Madame Jocaste Édiperoi s’étonne. Son époux, nouvellement installé au troisième étage d’une résidence cossue sur la Croisette, se sépare, pour une somme dérisoire, de son divan, acheté à prix d’or à un designer  italien de la plus grande notoriété.
— Adalbert chéri, pourquoi vous défaire de votre instrument de travail ? Le cuir irritait-il la peau du dos de vos clientes ?

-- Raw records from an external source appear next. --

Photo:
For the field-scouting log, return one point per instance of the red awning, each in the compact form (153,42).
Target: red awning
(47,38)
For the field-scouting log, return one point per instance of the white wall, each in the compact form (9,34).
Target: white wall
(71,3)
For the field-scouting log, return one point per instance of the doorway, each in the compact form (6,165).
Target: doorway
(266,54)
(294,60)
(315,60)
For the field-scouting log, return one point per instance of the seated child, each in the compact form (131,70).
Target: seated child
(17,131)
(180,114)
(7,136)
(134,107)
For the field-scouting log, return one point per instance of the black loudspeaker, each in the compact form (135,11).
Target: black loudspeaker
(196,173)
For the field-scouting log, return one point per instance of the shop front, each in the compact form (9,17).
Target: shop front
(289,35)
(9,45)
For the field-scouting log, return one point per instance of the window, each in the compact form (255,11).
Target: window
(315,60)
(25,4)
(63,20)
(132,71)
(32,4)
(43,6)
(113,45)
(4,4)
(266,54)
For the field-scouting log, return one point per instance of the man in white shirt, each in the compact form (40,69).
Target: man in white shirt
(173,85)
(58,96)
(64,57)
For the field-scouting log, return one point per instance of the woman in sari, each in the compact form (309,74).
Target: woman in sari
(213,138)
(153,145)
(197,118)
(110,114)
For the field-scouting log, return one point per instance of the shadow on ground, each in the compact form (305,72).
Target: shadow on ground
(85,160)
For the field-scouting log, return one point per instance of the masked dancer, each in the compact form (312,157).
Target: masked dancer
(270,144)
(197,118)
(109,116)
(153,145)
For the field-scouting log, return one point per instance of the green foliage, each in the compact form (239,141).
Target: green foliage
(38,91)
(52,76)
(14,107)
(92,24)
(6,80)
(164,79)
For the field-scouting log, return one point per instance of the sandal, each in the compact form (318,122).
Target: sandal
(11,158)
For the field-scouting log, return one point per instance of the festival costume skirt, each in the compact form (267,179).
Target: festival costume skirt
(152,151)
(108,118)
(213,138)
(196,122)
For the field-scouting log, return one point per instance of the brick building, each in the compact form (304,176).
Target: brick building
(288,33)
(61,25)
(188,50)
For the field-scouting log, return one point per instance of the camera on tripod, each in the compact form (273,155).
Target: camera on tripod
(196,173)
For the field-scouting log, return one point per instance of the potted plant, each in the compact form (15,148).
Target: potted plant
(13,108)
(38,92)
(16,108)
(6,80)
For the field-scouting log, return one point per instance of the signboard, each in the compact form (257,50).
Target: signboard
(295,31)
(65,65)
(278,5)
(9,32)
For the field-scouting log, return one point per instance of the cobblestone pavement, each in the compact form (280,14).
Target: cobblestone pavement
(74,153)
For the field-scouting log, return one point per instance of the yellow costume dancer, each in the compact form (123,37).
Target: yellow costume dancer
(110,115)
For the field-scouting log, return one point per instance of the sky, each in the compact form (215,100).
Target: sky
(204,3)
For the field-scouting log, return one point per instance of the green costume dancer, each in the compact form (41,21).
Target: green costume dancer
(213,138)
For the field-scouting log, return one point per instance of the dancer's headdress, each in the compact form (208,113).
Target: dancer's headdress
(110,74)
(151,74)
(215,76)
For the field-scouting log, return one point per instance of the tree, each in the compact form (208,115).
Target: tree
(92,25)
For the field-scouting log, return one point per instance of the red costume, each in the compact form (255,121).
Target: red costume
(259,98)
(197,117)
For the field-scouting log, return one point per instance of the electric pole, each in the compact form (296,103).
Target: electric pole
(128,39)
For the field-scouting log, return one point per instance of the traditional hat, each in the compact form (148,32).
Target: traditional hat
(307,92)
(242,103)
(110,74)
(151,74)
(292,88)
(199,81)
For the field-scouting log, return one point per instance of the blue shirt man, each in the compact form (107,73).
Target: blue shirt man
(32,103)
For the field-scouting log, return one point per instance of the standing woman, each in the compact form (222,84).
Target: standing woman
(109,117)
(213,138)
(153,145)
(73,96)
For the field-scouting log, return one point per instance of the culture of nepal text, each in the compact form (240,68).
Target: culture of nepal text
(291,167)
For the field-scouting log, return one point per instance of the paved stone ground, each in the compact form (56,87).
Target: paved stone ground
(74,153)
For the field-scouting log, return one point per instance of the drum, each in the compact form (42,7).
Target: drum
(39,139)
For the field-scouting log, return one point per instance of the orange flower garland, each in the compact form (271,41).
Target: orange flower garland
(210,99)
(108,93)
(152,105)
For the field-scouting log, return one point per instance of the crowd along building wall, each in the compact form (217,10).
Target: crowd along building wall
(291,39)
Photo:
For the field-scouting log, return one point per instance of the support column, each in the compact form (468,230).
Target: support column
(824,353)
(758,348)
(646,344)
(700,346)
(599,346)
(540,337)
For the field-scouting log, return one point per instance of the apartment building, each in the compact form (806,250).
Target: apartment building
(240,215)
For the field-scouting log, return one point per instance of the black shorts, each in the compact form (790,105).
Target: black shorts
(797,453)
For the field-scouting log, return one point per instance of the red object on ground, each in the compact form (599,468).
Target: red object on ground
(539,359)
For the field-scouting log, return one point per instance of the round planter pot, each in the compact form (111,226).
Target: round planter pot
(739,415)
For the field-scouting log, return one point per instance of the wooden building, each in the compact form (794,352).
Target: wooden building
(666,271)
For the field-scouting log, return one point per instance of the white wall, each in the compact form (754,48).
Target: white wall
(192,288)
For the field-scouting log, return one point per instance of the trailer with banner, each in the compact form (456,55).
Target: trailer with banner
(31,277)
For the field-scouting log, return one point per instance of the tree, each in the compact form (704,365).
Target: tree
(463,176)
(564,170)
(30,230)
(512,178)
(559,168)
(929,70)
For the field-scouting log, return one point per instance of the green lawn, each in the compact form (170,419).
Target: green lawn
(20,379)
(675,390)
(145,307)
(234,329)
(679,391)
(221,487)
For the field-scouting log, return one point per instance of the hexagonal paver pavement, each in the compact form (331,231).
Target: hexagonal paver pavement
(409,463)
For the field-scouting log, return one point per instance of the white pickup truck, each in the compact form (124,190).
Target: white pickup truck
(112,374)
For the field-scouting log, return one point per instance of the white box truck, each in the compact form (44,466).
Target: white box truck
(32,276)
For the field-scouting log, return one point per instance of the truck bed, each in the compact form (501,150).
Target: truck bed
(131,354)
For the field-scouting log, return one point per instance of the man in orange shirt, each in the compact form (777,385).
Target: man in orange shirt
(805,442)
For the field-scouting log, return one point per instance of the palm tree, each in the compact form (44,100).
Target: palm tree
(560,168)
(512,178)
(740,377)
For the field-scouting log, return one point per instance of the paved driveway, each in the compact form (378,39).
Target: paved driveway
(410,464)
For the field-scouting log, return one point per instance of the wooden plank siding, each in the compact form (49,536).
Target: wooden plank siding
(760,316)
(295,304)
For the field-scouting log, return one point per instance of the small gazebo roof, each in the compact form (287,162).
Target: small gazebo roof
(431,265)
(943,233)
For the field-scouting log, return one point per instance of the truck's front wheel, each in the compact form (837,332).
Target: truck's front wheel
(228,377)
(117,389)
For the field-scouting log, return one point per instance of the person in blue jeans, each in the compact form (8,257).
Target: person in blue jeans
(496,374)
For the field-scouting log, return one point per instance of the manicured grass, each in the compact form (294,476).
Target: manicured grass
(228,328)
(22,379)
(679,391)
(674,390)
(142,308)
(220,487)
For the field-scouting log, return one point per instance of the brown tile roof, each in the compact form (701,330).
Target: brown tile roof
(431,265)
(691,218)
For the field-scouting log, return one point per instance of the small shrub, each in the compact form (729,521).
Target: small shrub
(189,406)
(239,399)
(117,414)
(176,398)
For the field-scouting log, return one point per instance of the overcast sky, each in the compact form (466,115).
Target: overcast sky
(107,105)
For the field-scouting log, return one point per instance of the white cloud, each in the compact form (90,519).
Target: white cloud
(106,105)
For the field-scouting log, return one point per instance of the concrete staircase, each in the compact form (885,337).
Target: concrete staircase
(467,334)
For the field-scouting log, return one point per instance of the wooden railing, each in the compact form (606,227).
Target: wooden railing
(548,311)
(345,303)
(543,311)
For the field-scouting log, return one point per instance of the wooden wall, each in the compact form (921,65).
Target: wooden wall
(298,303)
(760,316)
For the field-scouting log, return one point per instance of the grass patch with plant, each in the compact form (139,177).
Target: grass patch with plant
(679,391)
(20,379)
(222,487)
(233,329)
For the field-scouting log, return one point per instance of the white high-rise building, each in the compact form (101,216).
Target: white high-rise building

— Jocaste aimée, à chaque fois que j’exhorte mes “patientes” à se détendre : “Installez vous sur le divan, confortablement... Vous y êtes à l'aise ? Bien calée ? Respirez un grand coup... Encore plus profondément.... Fermez les yeux... Complètement... Parfait... Vous êtes dans un endroit agréable, où ce qui se passe est bon. C'est sans doute hier, la semaine dernière, il y a 3 mois, 2 ans, 20 ans... Vous vous en souvenez.... Où êtes-vous ?...” à chaque fois, avant même qu’aucune ne puisse énoncer le moindre souvenir, mon divan  meugle à fendre l‘âme. On jurerait un veau sous sa mère.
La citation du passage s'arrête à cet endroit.